20 Haziran 2010 Pazar

Eskir, herşey eskir.


Hayatta herşey eskir. En yeni şeyler bile ertesi gün eski olur. Aldığınız tişörtün hükmü siz onu kasaya götürene kadar geçer. Sonra o da diğer bütün sıradan tişörtler gibi eskir.Eskimeyen tek şey ihtiyaçlarımızdır.İhtiyaçlarımız doğrultusunda, insanları eskimez sanarız. Halbuki onlara ihtiyaç olmayınca, umurumuzda bile olmazlar. Yani onlar da eskir. Gökyüzü eskir, deniz eskir, kar eskir, yağmur eskir. Hepsi eskir, eskidikçe de çirkinleşir. Eski şeyler çirkindir. Yeni şeyler her zaman daha güzeldir, daha çekicidir. İnsanlar da böyledir, yeni bir kadın ya da yeni bir erkek eskisinden daha çok tercih edilir. Acıdır belki bütün bunlar ama insanın doğasında bu vardır. Kimse kurumuş yaprağı istemez. Herkes taze bahar dalını ister. Dünya döndükçe, dünyamız kirlendikçe, ters orantıda ,insanoğlu yenilik ister. İnsanlar gelir geçer, eskirler. Evet özlenirler kuşkusuz ama eskirler. Geçenlerde öğretmenlerimi düşündüm. Acı belki ama eskimişlerdi hafızamda. Artık aynı heyecanı duymuyordum onları düşünürken. Çamaşırlarımız eskir, çatallar, bıçaklar, sabunluk, perdeler, terlikler, insanın değdiği veya değmediği herşey eskir. Eskimeye mahkumdur. aynı neşe, aynı coşku kalmaz ne insanlara ne objelere karşı. Zamanla herşey unutulur. Filmlerdeki gibidir gerçekten, insanlar eskir ve unutulur. Bugün daha iyi anladım, eskimiş birini unuttuğumu.İsmi bile koca boş bir sayfayı hatırlatıyordu bana, bomboş. Çünkü zamanla unutmuşum. Hisler eskimiş ve yokolmuş. İleride ancak resimlere bakan biri hatırlayacak bazı şeyleri çünkü eskimiş insanların, eskimiş hikayeleriyle kimse ilgilenmez. Kendimiz bile geçmişimizi eskimiş sayar, unuturuz. Bugünü yaşamaktadır maharet. Bugünden ve yarından medet umulabilir ama dün geçmiştir ve geri dönüşü yoktur.

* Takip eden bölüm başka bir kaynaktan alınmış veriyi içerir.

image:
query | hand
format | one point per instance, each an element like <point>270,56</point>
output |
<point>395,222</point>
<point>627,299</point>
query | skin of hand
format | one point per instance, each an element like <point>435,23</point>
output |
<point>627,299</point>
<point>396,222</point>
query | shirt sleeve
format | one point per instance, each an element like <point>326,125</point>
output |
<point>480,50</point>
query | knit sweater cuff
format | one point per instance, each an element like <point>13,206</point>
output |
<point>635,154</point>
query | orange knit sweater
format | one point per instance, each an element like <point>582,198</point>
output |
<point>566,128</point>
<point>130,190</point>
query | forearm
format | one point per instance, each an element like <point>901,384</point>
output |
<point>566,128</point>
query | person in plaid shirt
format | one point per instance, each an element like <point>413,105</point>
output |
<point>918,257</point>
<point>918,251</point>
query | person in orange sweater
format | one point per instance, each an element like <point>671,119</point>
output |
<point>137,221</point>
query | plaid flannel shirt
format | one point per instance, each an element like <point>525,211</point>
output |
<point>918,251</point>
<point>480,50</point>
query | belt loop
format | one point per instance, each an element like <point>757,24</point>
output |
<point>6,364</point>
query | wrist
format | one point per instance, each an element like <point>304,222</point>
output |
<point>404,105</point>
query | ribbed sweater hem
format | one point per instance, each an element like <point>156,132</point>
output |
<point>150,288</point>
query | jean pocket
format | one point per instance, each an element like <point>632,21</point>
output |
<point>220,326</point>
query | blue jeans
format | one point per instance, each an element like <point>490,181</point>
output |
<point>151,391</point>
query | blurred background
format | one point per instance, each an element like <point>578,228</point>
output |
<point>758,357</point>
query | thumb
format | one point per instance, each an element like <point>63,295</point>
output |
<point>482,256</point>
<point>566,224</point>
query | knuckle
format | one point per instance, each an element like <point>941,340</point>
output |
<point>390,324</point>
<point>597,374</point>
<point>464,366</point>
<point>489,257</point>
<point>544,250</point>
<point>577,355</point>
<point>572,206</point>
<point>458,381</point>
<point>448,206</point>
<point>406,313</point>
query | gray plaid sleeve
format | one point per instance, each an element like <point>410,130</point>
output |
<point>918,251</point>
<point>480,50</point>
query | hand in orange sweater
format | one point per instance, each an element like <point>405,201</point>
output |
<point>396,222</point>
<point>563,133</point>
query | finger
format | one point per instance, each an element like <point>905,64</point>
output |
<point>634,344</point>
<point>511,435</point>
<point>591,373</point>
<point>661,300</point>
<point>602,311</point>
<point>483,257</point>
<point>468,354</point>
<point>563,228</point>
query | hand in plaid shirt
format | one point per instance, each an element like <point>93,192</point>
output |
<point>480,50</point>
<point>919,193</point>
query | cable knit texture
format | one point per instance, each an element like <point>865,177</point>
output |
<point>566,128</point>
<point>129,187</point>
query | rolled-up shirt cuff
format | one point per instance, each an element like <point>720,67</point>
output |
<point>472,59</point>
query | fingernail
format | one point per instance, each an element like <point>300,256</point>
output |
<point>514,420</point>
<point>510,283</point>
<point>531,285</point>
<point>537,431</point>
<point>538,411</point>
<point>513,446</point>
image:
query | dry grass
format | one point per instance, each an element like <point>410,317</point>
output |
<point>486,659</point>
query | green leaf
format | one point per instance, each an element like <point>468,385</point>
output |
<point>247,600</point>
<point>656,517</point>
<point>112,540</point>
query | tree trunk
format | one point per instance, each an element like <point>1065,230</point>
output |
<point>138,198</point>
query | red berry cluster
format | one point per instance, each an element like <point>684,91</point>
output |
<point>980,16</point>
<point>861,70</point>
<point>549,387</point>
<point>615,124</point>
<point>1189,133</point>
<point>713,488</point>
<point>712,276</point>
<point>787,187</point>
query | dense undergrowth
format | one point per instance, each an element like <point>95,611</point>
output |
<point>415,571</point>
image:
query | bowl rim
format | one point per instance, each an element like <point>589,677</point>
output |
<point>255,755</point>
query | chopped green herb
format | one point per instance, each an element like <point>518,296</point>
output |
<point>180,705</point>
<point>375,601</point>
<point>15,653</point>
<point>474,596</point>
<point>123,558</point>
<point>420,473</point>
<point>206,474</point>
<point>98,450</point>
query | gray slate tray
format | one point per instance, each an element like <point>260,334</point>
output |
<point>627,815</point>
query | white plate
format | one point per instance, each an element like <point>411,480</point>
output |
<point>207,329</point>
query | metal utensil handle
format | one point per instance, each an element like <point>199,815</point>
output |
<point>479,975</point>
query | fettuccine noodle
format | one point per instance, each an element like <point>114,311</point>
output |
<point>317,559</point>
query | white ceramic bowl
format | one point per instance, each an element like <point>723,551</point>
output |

İçtiğim çayın tadı da eskiyor mesela. Çaydanlığın ilk zamanlarda demlediği çayla şu anki farklı. Saçlarım eskiyor, ne yapsam nafile. Vücudum eskiyor. Gözlerim eskiyor. Ve malesef bakışlarım da eskiyor. İnsanların bakışlarında yaşanmışlıklar iz bırakıyor. Acılar ve öfkeler gözlerden silinmiyor. Siz baktıkça, insanlar size baktıkça eskiler ortaya saçılıveriyor. Sözlerin kifayetsiz kaldığı noktalardan biridir gözler. Ne yalan söyleseniz gören gözü kandıramazsınız çünkü. Bugün, bu sabah, eskimişleri hatırladım. Ve çok eskimişlerdi. Artık eskimiş anılarımı verebilirdim. Onları çöpe attım. Eskimiş anılarımı isteyenler çöpten alabilir çünkü onları kullanmıyorum artık. On beş yaşındayken sizi heyecanlandıran şey artık heyecanlandırmıyor. insanlar eskidikçe, anlamsızlaşıyor. Herkes ama herkes anlamsızlaşıyor. Bunu gördüm. İstisnasız nasıl da herkes eskimiş ve ihtiyaç kalmayınca da kenara atılmış benim beynimde. Belki çok kaddarca ama işin aslı bu. Vefa değil burada yaralanan ne de minnet. Herşeyin bir ömrü var hayatta. Ömrü biteni çöpe atacaksın. Dayanmaz çünkü, ekşir, kokar, kokuşur ve sonunda çürür.

Bacağı sakat atı çaresiz vuracaksın. Ondan hayır gelmez artık sana.